= Section 1603 grants =

Section 1603 of the American Recovery and Reinvestment Tax Act (ARRTA) was a green energy subsidy program created by Congress and signed into law as a part of the 2009 stimulus package. The program was a system of cash grants that was implemented by the U.S. Treasury Department's "Payments for Specified Energy Projects in Lieu of Tax Credits."

== Purpose ==

Electricity Generation from Solar
| Year | Energy (TWh) | % of total |
| 2004 | 2.6 | 0.01% |
| 2005 | 3.7 | 0.02% |
| 2006 | 5.0 | 0.03% |
| 2007 | 6.8 | 0.03% |
| 2008 | 11.4 | 0.06% |
| 2009 | 19.3 | 0.10% |
| 2010 | 31.4 | 0.15% |
| 2011 | 60.6 | 0.27% |
| 2012 | 96.7 | 0.43% |
| 2013 | 134.5 | 0.58% |
| 2014 | 185.9 | 0.79% |
| 2015 | 253.0 | 1.05% |
Source: BP-Statistical Review of World Energy, 2016

The purpose of payments made from the Section 1603 program were to reimburse grant recipients for a portion of the cost they incurred to install certain types of energy systems at business locations. Payments were made after the energy systems were installed.

== Qualifying energy systems ==
The types of energy systems that qualified for the program were biomass, combined heat and power, fuel cells, geothermal, incremental hydropower, landfill gas, marine hydrokinetic, microturbine, municipal solid waste, solar and wind.

== Funding and status ==
As of April 2016, the program funded 104,733 projects. Total cumulative funding for the program stood at $24.9 billion. (Note: To view a table of showing funding, number of projects, and capacity in megawatts state-by-state, visit page 4 of Treasury Department's Overview and Status Update of the §1603 Program.)

The Treasury Department no longer accepts applications. The program started in 2009 and ended in 2012. However, Congress has continued to investigate the program as recently as June 2016.

== Congressional oversight and issues ==
Primary oversight activity over the program has occurred at the Senate Finance Committee. On June 9, 2016, Chairman Senator Orrin Hatch requested from Department of Treasury, the Internal Revenue Service (IRS) and the Treasury Inspector General for Tax Administration (TIGTA) details about how companies use Section 1603 grants and tax credits.
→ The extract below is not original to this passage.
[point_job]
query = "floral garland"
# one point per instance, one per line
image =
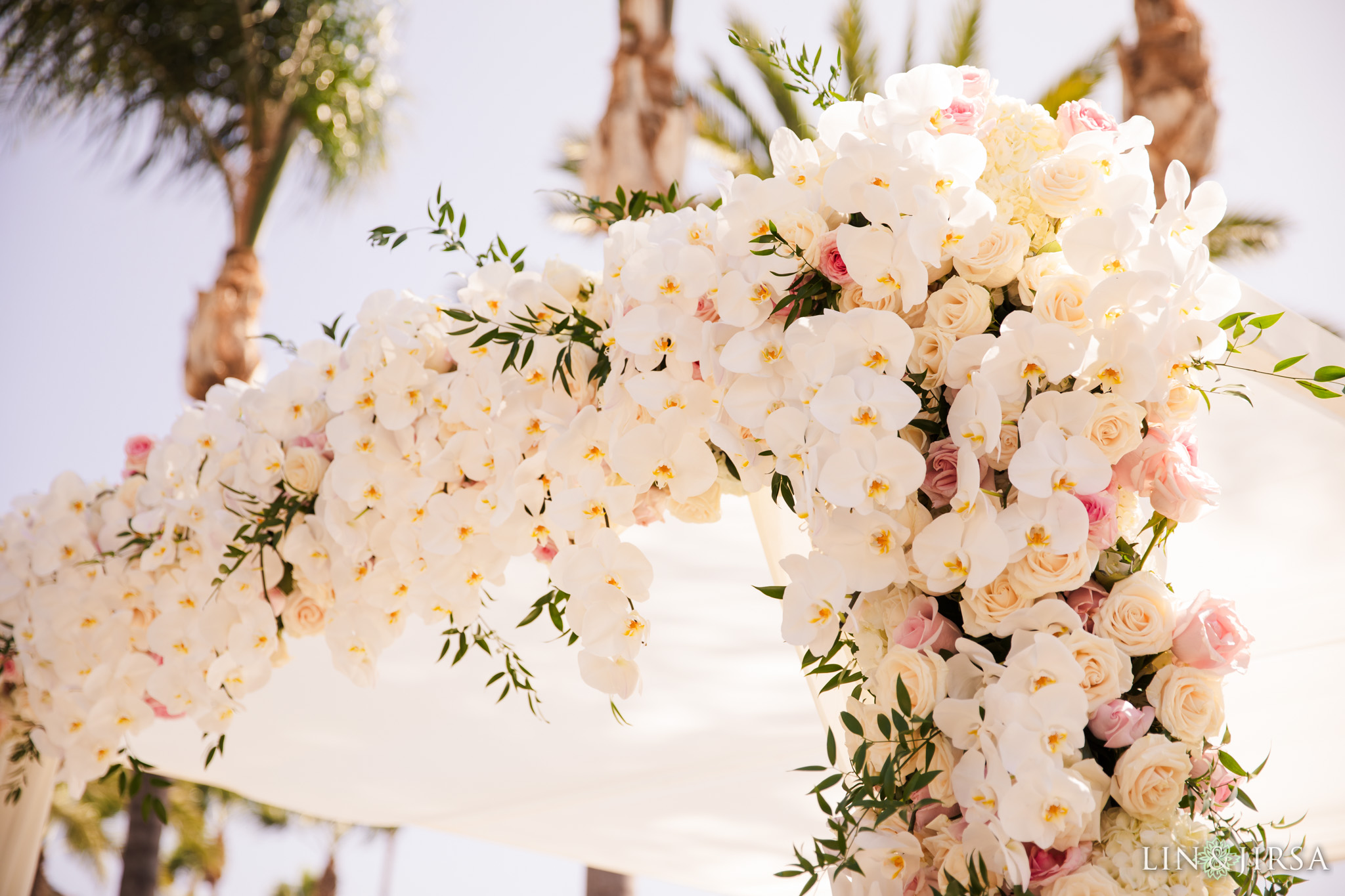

In March 2016, Hatch asked the IRS and Treasury Department to demonstrate that the agencies use safeguards and coordinate with each other when reviewing applications for Section 1603 grants.

In 2013, an investigation by TIGTA found that the IRS did not have a system to track the accounts of taxpayers receiving Section 1603 grants. As a consequence, grant recipients could amend back tax returns to claim a tax credit in addition to receiving the grant.